Montessori curriculum is based on the research and findings of Dr. Maria Montessori. Its method is structured around, and promotes, the child’s natural, self-initiated impulse to become absorbed in an environment and to learn from it. Based on her observations, Dr. Montessori developed specific materials, techniques and curriculum areas that assist each child in reaching his or her full potential.
The practical life area offers activities which enhance the development of task organization and cognitive order through care of self, care of environment, and coordination of physical movement. Such activities include pouring their drinks, sweeping floors, dressing and undressing themselves, as well as grace and courtesy.
This area of learning is scientifically designed to develop, classify and grade the stimulation that children receive through their senses. This curriculum area contains Montessori-specific materials that help the child refine his or her experience of sight, sound, touch , taste, and smell.
These activities are organized in a sequential manner to follow the natural language development of the child. The child is first introduced to letter and sounds. After several sounds are mastered, parents soon notice their child is forming letters and words and beginning to sound out short words. Vocabulary development is emphasized in all areas by using specific words for objects in the classroom. Once the child has gained confidence with her language skills, she can use it to enhance her studies in other areas of the classroom.

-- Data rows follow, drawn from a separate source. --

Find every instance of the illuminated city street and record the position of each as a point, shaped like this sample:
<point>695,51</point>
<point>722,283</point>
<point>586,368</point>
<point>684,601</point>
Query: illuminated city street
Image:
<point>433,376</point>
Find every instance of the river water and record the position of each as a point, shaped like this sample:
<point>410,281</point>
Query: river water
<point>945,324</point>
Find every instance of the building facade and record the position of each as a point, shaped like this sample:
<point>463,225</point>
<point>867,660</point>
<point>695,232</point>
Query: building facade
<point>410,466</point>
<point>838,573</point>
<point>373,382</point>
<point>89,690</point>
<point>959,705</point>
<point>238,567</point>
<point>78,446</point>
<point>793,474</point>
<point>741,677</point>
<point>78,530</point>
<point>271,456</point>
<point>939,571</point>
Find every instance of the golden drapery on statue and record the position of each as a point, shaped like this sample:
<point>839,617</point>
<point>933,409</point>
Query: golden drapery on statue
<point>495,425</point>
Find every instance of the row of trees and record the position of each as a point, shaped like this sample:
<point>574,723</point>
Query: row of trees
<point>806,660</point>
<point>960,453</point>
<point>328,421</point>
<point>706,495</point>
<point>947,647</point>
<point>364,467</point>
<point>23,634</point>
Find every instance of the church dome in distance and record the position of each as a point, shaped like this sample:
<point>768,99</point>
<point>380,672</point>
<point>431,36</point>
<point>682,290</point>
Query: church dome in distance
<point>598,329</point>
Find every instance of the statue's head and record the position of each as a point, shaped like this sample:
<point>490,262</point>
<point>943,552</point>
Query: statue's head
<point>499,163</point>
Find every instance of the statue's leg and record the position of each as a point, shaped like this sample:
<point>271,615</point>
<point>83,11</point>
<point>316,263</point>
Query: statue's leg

The mathematics area makes use of manipulative materials to enable the child to internalize comcepts of number, symbols, sequence, and operations. Once the child has a firm foundation in the operations of addition, subtraction, multiplication and division, memorization of facts is introduced. Montessori children are not only able to count, but skip count, square numbers and work with numbers in the thousands.
Through our hands-on materials the children learn to match and sort objects and pictures of living/non-living and plant/animal. The focus here is that the child learns how to be a scientist: objective, organized, able to perform tasks in a predetermined order, and record the results.
The cultural area provides activities which expose the child to basics in geography, history, music, art, etc. The children study different parts of the world, and experience concrete examples of that area’s language, literature, food, dress, music and artwork. This area introduces the child to our planet’s great diversity of people.